Though Americans still blame former President George W. Bush for the ailing economy, Barack Obama faces dropping approval ratings amid doubts that he has a clear plan for fixing the economy.
A FOX News poll released Thursday shows approval of Obama's job performance at a new low of 54 percent. That is down from 62 percent in June. The president's job approval rating has averaged 61 percent over the first six months of his term.
As Democrats continue to be happy with their party leader (86 percent approve) and Republicans continue to be cool to Obama (75 percent disapprove), everyone is tracking how independents feel. Some 54 percent of independents approve of the job Obama is doing, down from 66 percent last month, and 36 percent disapprove, up from 26 percent (9-10 June 2009).
Obama's approval rating is lower on the top issues of the day. On health care, 43 percent of Americans say they approve of the job the president is doing and 45 percent disapprove. On the economy, 50 percent approve and 43 percent disapprove.
Americans put fixing the economy (36 percent) as the top priority for the federal government right now, followed by creating jobs (21 percent). Reducing the deficit (12 percent) and reforming health care (12 percent) receive the same double-digit support, followed by handling the situation with Iran and North Korea (7 percent).
"The president's challenge will be to position health care reform as an everyday 'pocket book' issue and not a government takeover of a large part of the economy," said Ernest Paicopolos, a principal of Opinion Dynamics Corporation.
Opinion Dynamics Corp. conducted the national telephone poll of 900 registered voters for FOX News from July 21 to July 22. The poll has a 3-point error margin.
By a wide margin, Americans think former President Bush is more responsible for the current state of the nation's economy (61 percent blame Bush and 16 percent Obama). And despite the trillions spent by the Obama administration to try to revive the economy, far more Americans blame Bush for the current size of the budget deficit: 53 percent think Bush is more responsible and 28 percent say Obama.
On the economic stimulus plan, nearly half of Americans — 45 percent — say it has been about as effective as they expected. Some 43 percent say the stimulus was less effective than they expected — that's more than five times as many as say it was more effective (8 percent).
Twice as many Americans say that if there had been no stimulus plan the economy would be worse off today (36 percent) as say it would be in better shape (18 percent), while 41 percent think the economy would be in about the same shape as it is today, without the $787 billion dollars of taxpayer money.
Overall, 40 percent think Obama has made the economy better, which is slightly higher than the 32 percent who think the administration has made things worse. Nearly one in four (23 percent) say the administration has made no difference.
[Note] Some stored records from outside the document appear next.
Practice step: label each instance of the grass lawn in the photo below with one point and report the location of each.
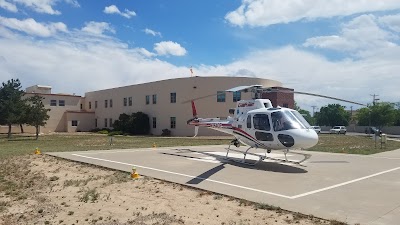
(19, 145)
(363, 145)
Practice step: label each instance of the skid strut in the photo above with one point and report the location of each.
(263, 157)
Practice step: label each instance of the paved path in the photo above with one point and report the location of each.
(349, 188)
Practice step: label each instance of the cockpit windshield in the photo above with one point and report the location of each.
(286, 120)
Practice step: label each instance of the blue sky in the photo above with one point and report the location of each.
(347, 49)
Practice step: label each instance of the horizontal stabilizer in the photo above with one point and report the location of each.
(244, 88)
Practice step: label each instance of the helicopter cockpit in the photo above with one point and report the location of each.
(288, 119)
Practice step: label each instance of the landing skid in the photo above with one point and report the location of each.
(263, 157)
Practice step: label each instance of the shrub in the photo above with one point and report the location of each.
(112, 133)
(166, 132)
(102, 132)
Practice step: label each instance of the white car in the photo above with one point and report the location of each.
(338, 130)
(316, 128)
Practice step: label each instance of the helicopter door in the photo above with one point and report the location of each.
(261, 125)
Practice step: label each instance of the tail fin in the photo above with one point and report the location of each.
(195, 118)
(194, 110)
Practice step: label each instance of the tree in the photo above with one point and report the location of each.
(332, 115)
(37, 113)
(379, 115)
(136, 123)
(11, 103)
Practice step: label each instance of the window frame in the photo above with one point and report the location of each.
(173, 122)
(236, 96)
(154, 122)
(53, 102)
(173, 97)
(130, 101)
(221, 96)
(61, 102)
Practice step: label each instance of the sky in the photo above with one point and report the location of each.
(341, 48)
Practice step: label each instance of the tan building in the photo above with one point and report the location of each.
(162, 101)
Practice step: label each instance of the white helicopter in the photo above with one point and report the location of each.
(258, 124)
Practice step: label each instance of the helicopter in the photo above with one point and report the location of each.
(259, 125)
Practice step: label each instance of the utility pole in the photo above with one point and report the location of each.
(374, 99)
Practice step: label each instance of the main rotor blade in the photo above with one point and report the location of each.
(198, 98)
(324, 96)
(316, 95)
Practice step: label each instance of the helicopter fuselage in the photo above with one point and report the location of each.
(257, 124)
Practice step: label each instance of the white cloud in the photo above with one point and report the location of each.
(169, 48)
(267, 12)
(8, 6)
(112, 9)
(40, 6)
(31, 27)
(361, 34)
(392, 21)
(152, 32)
(98, 28)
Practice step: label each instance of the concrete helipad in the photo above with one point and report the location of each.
(348, 188)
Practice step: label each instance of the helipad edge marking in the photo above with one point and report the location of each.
(185, 175)
(344, 183)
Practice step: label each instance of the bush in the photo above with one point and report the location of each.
(166, 132)
(102, 132)
(112, 133)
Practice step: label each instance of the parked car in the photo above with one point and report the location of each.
(373, 130)
(338, 130)
(316, 128)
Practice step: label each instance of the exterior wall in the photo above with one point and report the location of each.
(163, 110)
(58, 120)
(281, 98)
(85, 121)
(39, 89)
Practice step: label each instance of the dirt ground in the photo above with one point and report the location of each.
(40, 189)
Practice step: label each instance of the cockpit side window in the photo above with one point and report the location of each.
(284, 120)
(249, 121)
(261, 122)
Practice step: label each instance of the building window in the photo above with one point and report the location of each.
(173, 97)
(236, 96)
(74, 123)
(130, 101)
(61, 102)
(173, 122)
(221, 96)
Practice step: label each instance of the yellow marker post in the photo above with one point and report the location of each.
(37, 151)
(134, 174)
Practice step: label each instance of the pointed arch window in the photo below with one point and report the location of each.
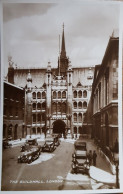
(80, 105)
(34, 95)
(84, 94)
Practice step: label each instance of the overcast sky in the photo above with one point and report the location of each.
(31, 32)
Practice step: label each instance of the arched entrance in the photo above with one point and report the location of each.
(59, 126)
(15, 131)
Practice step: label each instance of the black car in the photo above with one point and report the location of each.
(29, 156)
(6, 143)
(32, 141)
(49, 145)
(80, 162)
(80, 145)
(56, 139)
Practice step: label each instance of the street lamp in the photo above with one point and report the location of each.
(116, 162)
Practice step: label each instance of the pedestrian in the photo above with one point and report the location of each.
(94, 157)
(90, 156)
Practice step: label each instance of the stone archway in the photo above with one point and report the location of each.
(59, 126)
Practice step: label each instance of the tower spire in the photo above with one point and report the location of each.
(63, 51)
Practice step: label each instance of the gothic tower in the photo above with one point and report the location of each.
(63, 60)
(28, 105)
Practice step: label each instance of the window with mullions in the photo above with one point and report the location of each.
(34, 95)
(84, 94)
(63, 94)
(75, 117)
(80, 94)
(38, 95)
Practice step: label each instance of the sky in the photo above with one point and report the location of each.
(31, 32)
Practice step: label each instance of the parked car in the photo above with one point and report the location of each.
(6, 143)
(49, 145)
(32, 141)
(25, 147)
(29, 156)
(56, 139)
(80, 145)
(80, 162)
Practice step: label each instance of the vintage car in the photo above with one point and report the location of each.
(80, 162)
(6, 143)
(49, 145)
(32, 141)
(29, 156)
(80, 145)
(25, 147)
(56, 139)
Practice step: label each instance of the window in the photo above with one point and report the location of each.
(59, 94)
(80, 94)
(75, 94)
(64, 107)
(59, 107)
(63, 94)
(43, 105)
(84, 104)
(34, 118)
(16, 111)
(75, 117)
(39, 106)
(54, 95)
(75, 130)
(38, 130)
(39, 117)
(75, 105)
(43, 95)
(34, 106)
(80, 117)
(54, 108)
(34, 95)
(38, 95)
(43, 117)
(84, 94)
(33, 130)
(80, 105)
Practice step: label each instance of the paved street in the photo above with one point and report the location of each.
(51, 171)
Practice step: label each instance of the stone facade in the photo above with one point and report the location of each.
(56, 99)
(104, 100)
(13, 115)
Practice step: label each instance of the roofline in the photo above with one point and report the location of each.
(13, 85)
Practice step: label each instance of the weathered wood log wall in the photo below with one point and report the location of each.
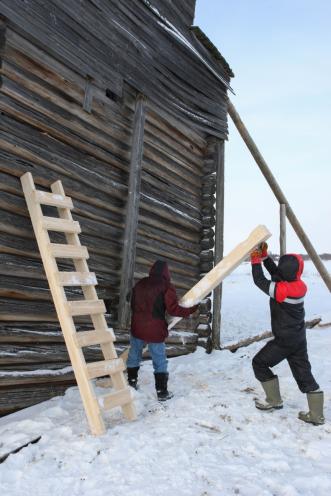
(70, 76)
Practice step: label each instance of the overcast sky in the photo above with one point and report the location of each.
(280, 52)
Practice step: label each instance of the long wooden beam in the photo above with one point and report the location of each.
(279, 194)
(132, 210)
(211, 280)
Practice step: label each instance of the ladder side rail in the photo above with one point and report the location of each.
(99, 321)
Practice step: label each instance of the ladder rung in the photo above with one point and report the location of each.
(61, 225)
(53, 199)
(86, 307)
(117, 398)
(68, 251)
(77, 279)
(90, 338)
(105, 367)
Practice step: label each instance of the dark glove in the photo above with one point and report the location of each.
(256, 256)
(264, 250)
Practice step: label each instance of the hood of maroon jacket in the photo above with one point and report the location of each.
(151, 298)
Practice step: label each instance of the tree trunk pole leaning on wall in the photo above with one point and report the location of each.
(219, 243)
(279, 194)
(132, 210)
(282, 229)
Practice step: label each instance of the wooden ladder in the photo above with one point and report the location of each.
(66, 310)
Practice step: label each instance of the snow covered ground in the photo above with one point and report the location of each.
(209, 440)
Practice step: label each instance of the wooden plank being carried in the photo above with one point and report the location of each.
(221, 270)
(67, 310)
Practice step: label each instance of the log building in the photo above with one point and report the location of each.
(126, 103)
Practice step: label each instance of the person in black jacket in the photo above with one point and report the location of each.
(287, 292)
(153, 297)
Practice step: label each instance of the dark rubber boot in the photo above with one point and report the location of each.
(133, 376)
(161, 386)
(315, 403)
(273, 400)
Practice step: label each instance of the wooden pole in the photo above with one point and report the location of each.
(279, 194)
(132, 210)
(282, 229)
(219, 243)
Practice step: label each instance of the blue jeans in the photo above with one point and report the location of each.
(157, 351)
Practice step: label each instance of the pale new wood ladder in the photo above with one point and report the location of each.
(66, 310)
Americans don't think anyone has a plan for the economy. While 42 percent of voters think the Obama administration has a clear plan for fixing the economy, a 53 percent majority says he doesn't. Congress gets even lower marks: 21 percent think it has a clear plan for the economy, while most — 73 percent — disagree.
Regardless of how they voted in the presidential election, almost all Americans — 84 percent — say they want President Obama to succeed, including 97 of Democrats, 67 percent of Republicans and 85 percent of independents.
When this question was asked about President Bush, 63 percent of Americans said they wanted him to succeed, including 40 percent of Democrats, 90 percent of Republicans and 63 percent of independents (8-9 August 2006).
There's a Czar for That
While the use of czars is nothing new — several presidents including George W. Bush and Franklin D. Roosevelt have had them — no president has employed as many as Obama. The current count in the Obama administration is 32 czars, with more pending.
The poll finds many Americans (41 percent) are comfortable with the use of czars as advisors, even though they don't have to be confirmed by the Senate. Nearly half (46 percent) are concerned the administration is trying to get around congressional oversight by appointing these advisors who do not need congressional approval.
Half of the public has another worry. Whether it is czars, cabinet members or other aides, 51 percent think it would be better to have fewer people reporting to the president.